Lo demás puede imaginarse. El médico examina. La prueba de audición, perfecta. Ahora observa directamente con la lente y se aparta con cansancio. Te lleva a la otra salita, te sienta, y te dice (a veces incluso te increpan) que en efecto, había un pequeño eczema sin importancia en la piel del oído interno, que puede eczemarse e irritarse como cualquier piel.
Era un eczema que se cura pronto y que es común. ¡Pero si lo había leído! No puede creérselo. De todos modos, respira aliviado para confesar al doctor o la doctora, como si fueran sus padres, que había llegado a pensar que tenía gusanos en el oído, qué idiotez, y se siente resucitar. Lo va a celebrar con una buena cena para acudir mañana a la iglesia a dar gracias al patrón de los imposibles. La doctora o doctor intentan disimular su odio y sonríen leve, paternal o maternalmente, e insiste en que nunca hay gusanos viviendo en el oído así por las buenas, que eso no existe. O solo hay una nimia probabilidad remotísima. Entonces nuestro sujeto se siente afortunado por no pertenecer a quienes toca en suerte la peor posibilidad. Se ha librado.

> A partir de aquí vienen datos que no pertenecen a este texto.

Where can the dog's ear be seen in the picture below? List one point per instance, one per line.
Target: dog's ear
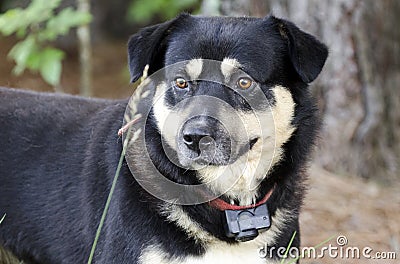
(308, 55)
(148, 47)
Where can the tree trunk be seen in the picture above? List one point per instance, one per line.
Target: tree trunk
(358, 88)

Detiene en la punta de la lengua la tentación de informar al médico que es un hecho probado que hay unas determinadas moscas en… que ponen huevos en el oído y las larvas te comen por dentro. Pero, con excelente criterio, cierra la boca… al doctor y a las moscas.
Solo es cuestión de tiempo que la tenebrosa desazón le envuelva de nuevo. Nuestro hombre o mujer descubrirá algo terrible en su cuerpo, algo que se agita como loco, con infinitas patas, con alas gigantescas…

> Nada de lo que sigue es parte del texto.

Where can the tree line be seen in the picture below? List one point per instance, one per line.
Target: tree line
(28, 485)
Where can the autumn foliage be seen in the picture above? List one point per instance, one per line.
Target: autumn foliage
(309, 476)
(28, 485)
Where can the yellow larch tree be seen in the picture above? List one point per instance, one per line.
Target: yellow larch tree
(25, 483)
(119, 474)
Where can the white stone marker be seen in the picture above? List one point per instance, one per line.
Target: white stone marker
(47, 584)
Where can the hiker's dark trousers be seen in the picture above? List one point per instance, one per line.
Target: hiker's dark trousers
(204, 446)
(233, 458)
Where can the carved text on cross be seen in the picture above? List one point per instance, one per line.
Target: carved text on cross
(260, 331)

Como colofón es preciso resaltar que esta pesadilla de la enfermedad imaginada, la hipocondría, jamás nos atormenta cuando nos afecta una enfermedad real grave. Porque nunca tuvo la hipocondría que ver con ninguna enfermedad real. Es un demonio que asedia solo cuando la enfermedad es imaginada y falsa.
Cuando la enfermedad sí llega de verdad, la enfermedad mortal, la situación que se había temido durante décadas, nuestro señor o señora soporta lúcida y valientemente la enfermedad, el dolor, la agonía e incluso la muerte reales. Entonces lo asume con serenidad y estoicismo ejemplares. No es ya el pathos de una imaginación nutrida por la manía de no parar de pensar. Así, nos dijo en cierta ocasión un dentista que quienes peor lo pasan en la consulta suelen ser policías y militares. Porque el miedo que es derrotado en el frente de guerra, donde el peligro es grande y real, el peligro que afronta quien pide estar en primera línea, el terror sojuzgado y dominado para llevar a cabo la peligrosa misión, ese miedo domeñado, irónicamente solo aflora para vencernos en los males imaginarios. Una de las numerosas paradojas del alma humana.